In contrast to these potentially homogenizing effects, the throat, among the nine upper digestive tract sites sampled, is uniquely the recipient of small particles, including microbes, that are trapped in mucus and propelled by respiratory cilia up from the trachea and down from the nasal cavity en route
to the stomach. This might impose an additional selective pressure on pharyngeal microbiota. However, no such effect was evident in the oropharynx, which segregated nicely into Group 2 with sites not exposed to the constant flow of respiratory tract mucus. Group 2, with the tongue, tonsils, throat and saliva, is a reminder of the important overlap between the upper segments of the digestive and respiratory tracts: the aerodigestive tract, which consists of the 'lips, mouth, tongue, nose, throat, vocal cords, and part of the esophagus and windpipe' [87
]. Evidence suggests that the pool of microbes from Group 2, and other oral sites, contribute to colonization of the airways in disease. A few examples of this from the polymicrobial airway infections of cystic fibrosis follow: one of the earliest cystic fibrosis pulmonary pathogens is Haemophilus influenzae
, a common colonizer of the upper aerodigestive tract [88
]; members of the Streptococcus milleri
group were recently implicated as cystic fibrosis pathogens [89
], and are known colonizers of the oral cavity; and lastly, members of the oropharyngeal microbiome might modulate the virulence of the key cystic fibrosis pathogen Pseudomonas
]. To explain microbial community structure throughout the aerodigestive tract and airways, one might speculatively extend the basic argument above, noting that the counterpart of saliva is mucus in regions not bathed by its flow, including sites sampled by the HMP but not investigated here (for example, the anterior nares) and habitats that require more invasive methods for sampling (for example, nasal cavity, nasopharynx, esophagus and airways).

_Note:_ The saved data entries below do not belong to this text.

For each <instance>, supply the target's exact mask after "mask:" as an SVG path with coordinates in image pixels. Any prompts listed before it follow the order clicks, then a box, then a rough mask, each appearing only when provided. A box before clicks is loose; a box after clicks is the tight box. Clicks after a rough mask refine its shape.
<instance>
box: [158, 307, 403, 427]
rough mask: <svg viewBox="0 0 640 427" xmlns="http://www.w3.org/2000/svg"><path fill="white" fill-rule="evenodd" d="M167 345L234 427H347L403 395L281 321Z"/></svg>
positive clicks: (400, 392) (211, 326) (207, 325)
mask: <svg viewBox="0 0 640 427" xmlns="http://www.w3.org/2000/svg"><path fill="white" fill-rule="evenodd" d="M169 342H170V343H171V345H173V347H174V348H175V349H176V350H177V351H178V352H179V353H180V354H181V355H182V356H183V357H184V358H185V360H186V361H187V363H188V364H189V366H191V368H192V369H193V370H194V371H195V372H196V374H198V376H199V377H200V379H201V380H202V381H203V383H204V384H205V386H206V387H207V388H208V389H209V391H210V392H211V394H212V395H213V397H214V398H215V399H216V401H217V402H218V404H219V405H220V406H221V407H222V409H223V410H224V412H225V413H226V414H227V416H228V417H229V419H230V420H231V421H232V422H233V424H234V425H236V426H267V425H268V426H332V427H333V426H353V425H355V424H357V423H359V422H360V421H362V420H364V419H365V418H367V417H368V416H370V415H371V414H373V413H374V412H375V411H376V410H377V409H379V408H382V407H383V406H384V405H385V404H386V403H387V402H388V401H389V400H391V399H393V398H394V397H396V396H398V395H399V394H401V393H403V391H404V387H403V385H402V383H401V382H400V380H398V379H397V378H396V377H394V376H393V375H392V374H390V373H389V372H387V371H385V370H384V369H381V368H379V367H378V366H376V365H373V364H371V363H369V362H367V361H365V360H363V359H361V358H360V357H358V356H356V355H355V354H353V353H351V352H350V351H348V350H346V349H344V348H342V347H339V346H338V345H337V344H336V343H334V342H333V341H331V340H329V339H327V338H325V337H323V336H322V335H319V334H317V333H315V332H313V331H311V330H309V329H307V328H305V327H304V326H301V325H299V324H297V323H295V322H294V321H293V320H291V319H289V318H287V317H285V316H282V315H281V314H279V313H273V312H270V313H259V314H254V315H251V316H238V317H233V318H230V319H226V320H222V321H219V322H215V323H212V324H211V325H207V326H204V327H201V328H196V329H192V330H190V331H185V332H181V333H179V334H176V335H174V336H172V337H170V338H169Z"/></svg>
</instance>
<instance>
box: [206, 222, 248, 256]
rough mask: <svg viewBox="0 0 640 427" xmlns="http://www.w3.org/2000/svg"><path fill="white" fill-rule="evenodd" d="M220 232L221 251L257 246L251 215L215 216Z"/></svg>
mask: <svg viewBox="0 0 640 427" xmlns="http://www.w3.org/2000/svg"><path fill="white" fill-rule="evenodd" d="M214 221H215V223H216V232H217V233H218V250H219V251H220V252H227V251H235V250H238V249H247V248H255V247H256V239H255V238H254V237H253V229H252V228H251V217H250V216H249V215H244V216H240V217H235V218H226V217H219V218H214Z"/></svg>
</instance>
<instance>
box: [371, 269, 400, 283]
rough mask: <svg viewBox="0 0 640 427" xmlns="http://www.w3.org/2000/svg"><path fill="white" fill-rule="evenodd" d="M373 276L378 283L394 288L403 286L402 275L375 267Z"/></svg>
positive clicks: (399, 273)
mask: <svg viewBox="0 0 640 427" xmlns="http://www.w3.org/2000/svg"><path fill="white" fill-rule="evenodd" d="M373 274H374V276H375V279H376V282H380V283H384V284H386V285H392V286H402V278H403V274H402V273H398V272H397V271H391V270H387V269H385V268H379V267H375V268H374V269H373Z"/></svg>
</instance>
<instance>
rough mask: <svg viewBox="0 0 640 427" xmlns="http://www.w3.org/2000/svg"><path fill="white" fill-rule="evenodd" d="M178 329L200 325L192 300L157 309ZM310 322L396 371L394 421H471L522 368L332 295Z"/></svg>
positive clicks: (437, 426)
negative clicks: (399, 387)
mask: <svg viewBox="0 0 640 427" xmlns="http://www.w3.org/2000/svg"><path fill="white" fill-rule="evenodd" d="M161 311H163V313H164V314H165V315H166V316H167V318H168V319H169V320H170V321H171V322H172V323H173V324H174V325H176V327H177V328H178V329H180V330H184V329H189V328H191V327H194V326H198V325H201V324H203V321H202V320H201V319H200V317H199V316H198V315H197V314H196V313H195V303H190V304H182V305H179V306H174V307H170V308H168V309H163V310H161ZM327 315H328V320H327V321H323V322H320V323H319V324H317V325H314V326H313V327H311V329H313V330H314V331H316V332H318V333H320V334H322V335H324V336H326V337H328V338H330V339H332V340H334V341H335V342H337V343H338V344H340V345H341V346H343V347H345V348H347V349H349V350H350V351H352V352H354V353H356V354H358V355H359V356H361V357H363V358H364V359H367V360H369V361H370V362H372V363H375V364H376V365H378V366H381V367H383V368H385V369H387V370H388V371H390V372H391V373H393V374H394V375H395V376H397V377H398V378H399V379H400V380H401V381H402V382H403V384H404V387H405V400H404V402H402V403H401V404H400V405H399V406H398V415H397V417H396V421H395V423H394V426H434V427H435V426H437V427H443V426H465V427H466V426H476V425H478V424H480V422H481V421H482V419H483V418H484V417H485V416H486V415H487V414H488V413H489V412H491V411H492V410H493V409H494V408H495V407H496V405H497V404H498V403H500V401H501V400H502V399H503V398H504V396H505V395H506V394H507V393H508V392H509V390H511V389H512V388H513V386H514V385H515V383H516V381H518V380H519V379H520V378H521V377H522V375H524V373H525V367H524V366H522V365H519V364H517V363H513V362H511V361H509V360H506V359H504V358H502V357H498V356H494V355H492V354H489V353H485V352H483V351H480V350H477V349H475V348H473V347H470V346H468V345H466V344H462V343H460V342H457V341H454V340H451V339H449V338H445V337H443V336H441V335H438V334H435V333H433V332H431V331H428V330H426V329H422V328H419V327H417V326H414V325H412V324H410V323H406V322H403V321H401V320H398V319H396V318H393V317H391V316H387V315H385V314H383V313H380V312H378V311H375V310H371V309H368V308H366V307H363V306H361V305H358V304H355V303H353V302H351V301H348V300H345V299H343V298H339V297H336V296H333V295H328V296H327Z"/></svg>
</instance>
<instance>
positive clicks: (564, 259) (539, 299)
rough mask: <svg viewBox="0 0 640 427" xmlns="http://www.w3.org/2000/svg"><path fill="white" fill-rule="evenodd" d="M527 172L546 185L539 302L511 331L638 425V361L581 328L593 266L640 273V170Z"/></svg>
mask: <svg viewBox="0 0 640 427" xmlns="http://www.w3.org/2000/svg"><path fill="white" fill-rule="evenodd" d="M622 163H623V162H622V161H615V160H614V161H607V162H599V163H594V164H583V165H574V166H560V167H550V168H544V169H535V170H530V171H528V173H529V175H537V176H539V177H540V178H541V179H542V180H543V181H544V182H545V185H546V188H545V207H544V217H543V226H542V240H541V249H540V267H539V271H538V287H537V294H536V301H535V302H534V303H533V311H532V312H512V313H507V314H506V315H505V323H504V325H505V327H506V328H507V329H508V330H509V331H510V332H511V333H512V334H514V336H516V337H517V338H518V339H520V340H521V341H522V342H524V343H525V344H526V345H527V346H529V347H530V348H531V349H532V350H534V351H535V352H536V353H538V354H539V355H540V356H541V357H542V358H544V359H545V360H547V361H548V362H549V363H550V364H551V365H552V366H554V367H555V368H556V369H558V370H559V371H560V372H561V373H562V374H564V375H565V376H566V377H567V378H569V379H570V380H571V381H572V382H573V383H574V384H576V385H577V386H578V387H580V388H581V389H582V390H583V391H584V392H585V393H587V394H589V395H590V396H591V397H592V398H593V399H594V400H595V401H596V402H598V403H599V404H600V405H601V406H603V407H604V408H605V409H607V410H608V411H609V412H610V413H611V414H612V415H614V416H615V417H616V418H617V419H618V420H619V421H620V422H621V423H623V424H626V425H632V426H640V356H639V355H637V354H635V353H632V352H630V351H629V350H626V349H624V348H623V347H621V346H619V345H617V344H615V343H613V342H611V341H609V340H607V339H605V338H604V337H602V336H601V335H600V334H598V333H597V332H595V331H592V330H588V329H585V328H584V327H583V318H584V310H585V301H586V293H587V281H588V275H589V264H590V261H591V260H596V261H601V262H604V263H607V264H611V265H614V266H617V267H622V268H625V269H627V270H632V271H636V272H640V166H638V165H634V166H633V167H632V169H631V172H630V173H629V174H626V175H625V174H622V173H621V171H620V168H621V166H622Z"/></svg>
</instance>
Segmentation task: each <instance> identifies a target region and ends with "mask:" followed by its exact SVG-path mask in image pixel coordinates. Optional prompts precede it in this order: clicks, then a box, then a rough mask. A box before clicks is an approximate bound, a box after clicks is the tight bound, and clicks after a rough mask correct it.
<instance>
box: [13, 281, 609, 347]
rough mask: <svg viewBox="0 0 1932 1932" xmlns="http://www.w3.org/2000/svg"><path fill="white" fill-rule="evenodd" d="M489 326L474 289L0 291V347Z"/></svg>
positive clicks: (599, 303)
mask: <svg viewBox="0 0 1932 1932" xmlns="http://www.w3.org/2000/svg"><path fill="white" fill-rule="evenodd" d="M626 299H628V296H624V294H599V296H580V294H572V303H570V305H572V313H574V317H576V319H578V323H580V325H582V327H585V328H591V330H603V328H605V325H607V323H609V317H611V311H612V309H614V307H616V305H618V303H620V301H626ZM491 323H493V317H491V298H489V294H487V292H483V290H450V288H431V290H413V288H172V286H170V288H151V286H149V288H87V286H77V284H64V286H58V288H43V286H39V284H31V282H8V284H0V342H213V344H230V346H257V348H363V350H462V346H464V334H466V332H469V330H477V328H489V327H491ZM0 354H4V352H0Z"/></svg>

Several 'environmental' phyla observed in human microbiota [33
] appear to be strongly host-associated in this study. The Synergistetes phylum, for example, has only recently been described in detailed association with the human oral cavity [36
], and is still considered potentially environmental due to its common occurrence in, for example, bioreactors [93
]. Although completely absent from all ten sites in many individuals, it conversely comprised up to 10% of the community in some samples, and tended to recur at multiple body habitats within the same individual. This property - a dichotomy of apparent niches that includes specific and potentially stable occupation of human microbiome sites - can now be extended to TM7 and SR1 based on the HMP oral cavity data. As sequencing costs drop, deeper shotgun sequencing will provide access to such organisms with higher confidence, as most of those organisms are only known through their phylogenetically conserved genes.